And yes, that’s enough for screenwriter Pamela Gray and director Tony Goldwyn to craft a functional—if unfortunately—forgettable drama. Goldwyn has plenty of experience as an actor, and the emotional rhythms of his film suggest an earned easy rapport with actors. But rapport alone is not enough. Most of his directing experience has been in television, and Conviction suffers from the debilitating effects of small-screen thinking. Obviously, it doesn’t help that small-screen thinking is just what Gray’s script demands.

On the plus side, Gray and Goldwyn’s virtue-minded project does offer several strong supporting female performances: from Ari Graynor as Kenny’s waylaid daughter, Minnie Driver as Betty Anne’s law-school friend, Juliette Lewis as Kenny’s ex-lover and a dubious witness, and particularly Melissa Leo as the cranky cop who had it in for Kenny since day one.

There are hints that being the only female cop on the Ayer police force in the early ’80s might make anybody cranky. And that Kenny, a hothead and a troublemaker at least since he and his sister were unwillingly separated as foster children, never seemed inclined to respect authority. But the movie doesn’t make a priority of exploring these intriguing ambiguities, nor the related notion that this ostensibly inspiring story might also be read as a deeply disillusioning one. Not all sacrifices are inherently uplifting; not all persistence is noble. Finally, and vexingly, the film doesn’t bother to trouble itself much about the real perpetrator, and the victim, of the murder Kenny Waters apparently didn’t commit.

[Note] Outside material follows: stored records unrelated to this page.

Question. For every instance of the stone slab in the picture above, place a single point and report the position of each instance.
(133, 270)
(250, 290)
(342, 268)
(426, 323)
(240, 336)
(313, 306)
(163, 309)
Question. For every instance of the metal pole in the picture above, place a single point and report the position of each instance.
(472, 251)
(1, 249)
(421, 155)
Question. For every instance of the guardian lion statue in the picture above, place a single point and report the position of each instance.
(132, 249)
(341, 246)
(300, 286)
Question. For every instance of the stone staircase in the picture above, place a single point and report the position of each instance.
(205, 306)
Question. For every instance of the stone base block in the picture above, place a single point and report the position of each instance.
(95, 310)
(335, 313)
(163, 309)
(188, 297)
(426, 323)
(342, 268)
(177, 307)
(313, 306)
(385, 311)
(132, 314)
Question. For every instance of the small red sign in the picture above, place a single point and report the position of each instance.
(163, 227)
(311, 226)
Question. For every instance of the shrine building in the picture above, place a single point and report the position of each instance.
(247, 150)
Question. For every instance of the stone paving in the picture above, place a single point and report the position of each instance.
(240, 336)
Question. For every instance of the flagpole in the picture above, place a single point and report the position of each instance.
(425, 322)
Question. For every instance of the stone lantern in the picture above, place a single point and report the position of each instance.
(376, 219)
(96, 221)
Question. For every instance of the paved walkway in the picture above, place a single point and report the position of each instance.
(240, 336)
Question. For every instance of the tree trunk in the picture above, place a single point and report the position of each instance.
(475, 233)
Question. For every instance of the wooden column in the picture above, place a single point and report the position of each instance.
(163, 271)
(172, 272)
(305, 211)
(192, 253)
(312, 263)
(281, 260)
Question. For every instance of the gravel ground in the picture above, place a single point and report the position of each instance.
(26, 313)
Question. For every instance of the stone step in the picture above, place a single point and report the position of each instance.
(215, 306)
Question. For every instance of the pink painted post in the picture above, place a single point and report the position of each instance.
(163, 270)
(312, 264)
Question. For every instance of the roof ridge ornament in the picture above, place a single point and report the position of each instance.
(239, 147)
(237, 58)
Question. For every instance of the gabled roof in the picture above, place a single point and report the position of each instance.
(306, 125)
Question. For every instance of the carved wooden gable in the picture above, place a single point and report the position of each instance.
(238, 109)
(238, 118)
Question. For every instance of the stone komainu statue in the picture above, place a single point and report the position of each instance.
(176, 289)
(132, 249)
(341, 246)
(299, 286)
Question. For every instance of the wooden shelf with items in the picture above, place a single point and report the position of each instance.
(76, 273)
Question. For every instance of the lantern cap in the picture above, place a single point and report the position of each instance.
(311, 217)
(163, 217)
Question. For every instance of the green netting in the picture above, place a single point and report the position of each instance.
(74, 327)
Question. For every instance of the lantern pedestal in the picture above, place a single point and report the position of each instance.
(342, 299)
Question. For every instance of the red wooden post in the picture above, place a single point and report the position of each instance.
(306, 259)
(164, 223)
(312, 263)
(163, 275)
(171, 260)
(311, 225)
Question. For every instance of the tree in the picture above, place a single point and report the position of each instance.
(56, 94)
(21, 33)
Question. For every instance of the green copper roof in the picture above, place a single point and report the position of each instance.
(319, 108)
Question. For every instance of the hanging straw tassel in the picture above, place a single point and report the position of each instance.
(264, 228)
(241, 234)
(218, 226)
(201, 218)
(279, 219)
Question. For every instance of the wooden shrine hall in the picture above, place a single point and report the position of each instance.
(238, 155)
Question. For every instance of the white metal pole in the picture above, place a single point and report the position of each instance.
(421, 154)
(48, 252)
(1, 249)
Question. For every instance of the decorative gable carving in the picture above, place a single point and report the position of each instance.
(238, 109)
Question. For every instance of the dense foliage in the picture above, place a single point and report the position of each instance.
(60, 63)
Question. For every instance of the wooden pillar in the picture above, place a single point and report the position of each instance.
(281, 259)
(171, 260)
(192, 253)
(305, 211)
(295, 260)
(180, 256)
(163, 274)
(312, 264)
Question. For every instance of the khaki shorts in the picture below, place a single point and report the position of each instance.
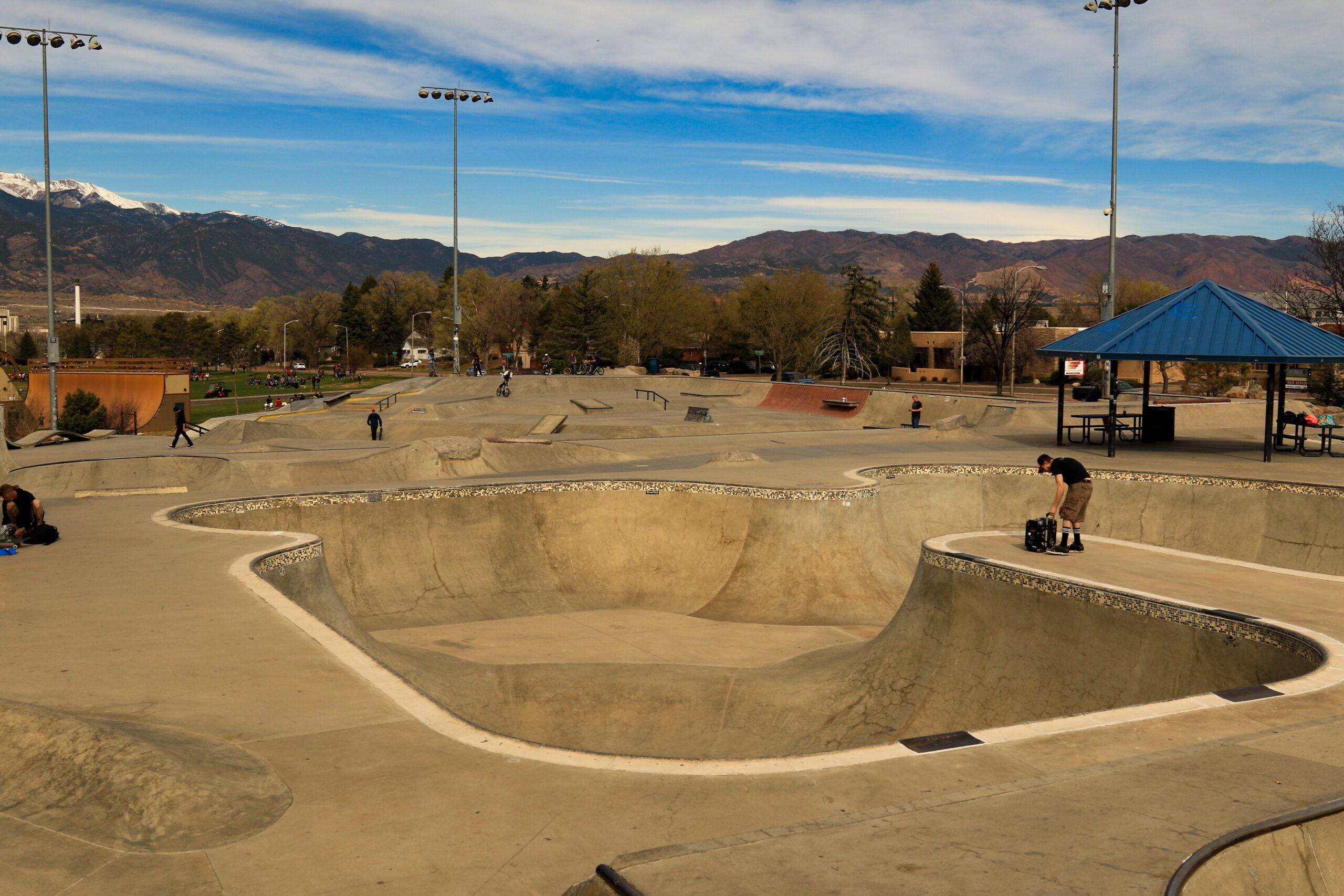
(1076, 503)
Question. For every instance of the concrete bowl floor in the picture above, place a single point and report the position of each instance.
(563, 618)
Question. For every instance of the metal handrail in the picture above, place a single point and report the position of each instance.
(654, 397)
(618, 884)
(1206, 852)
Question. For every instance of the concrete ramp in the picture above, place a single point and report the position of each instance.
(814, 399)
(549, 425)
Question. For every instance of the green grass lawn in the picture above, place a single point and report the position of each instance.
(238, 385)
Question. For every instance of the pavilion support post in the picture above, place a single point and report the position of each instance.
(1112, 424)
(1059, 414)
(1269, 413)
(1148, 383)
(1283, 399)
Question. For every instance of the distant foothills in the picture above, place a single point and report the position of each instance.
(114, 245)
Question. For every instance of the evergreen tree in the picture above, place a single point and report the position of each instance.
(354, 316)
(27, 349)
(82, 412)
(387, 338)
(936, 308)
(581, 321)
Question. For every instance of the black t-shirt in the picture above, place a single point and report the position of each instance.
(1070, 469)
(25, 503)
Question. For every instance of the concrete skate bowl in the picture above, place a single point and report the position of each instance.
(1301, 852)
(692, 621)
(128, 475)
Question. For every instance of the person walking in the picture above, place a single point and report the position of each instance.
(1073, 492)
(179, 419)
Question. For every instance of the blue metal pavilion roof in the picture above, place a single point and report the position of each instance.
(1203, 323)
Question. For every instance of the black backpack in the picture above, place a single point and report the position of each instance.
(41, 534)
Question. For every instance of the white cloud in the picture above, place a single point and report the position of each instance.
(908, 174)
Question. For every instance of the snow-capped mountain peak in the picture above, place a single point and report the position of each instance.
(75, 194)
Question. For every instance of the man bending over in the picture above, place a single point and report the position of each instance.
(22, 510)
(1073, 487)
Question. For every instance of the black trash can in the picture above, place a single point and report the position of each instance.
(1160, 424)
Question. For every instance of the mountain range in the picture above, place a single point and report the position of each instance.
(118, 245)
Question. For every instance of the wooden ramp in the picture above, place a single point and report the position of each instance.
(548, 425)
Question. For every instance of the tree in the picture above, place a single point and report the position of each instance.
(1011, 303)
(651, 299)
(354, 316)
(785, 315)
(1214, 378)
(855, 330)
(581, 320)
(1326, 385)
(1315, 293)
(82, 412)
(27, 347)
(934, 309)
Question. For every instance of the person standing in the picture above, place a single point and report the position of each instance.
(1073, 492)
(179, 419)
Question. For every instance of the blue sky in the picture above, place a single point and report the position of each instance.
(686, 124)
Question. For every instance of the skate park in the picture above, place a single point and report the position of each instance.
(718, 656)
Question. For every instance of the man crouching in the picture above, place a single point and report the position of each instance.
(22, 510)
(1073, 492)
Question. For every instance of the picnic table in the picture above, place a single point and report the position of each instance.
(1100, 424)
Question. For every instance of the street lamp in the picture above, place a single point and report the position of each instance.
(44, 38)
(1108, 307)
(284, 345)
(412, 339)
(456, 96)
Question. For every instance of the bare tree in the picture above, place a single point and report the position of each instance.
(785, 315)
(1011, 303)
(1316, 293)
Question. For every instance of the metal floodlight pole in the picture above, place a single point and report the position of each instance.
(456, 94)
(284, 343)
(45, 38)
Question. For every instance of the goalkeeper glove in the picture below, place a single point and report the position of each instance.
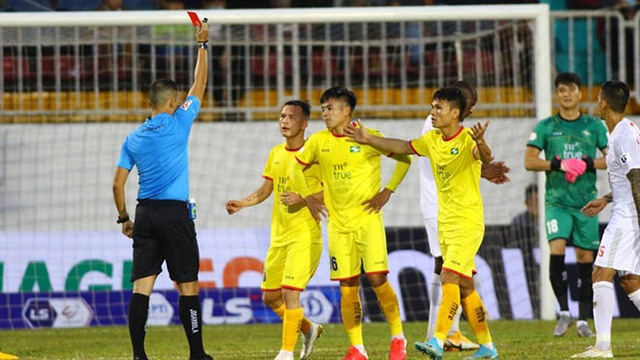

Instead, it seems wrongly to worry that the courtroom scenes and other legal procedures are inherently boring, whereas cloying childhood flashbacks are not. Lest it seem too arty for the less-educated stock of working-class heartlanders whose lives it surveys, Conviction treats the Waters’ sibling bond, and the ordeals it endured, with a too-heavy hand. It all adds up to a discomfiting leadenness—not the kind that feels like a lump in the throat or a weight in the stomach, alas, but rather the kind that results from too-familiar narrative tedium. Of course it’s the filmmakers’ prerogative to have a point of view on their material, but theirs is too protective, too packaged. At worst, that seems patronizing; at best, it lacks a certain courage of conviction.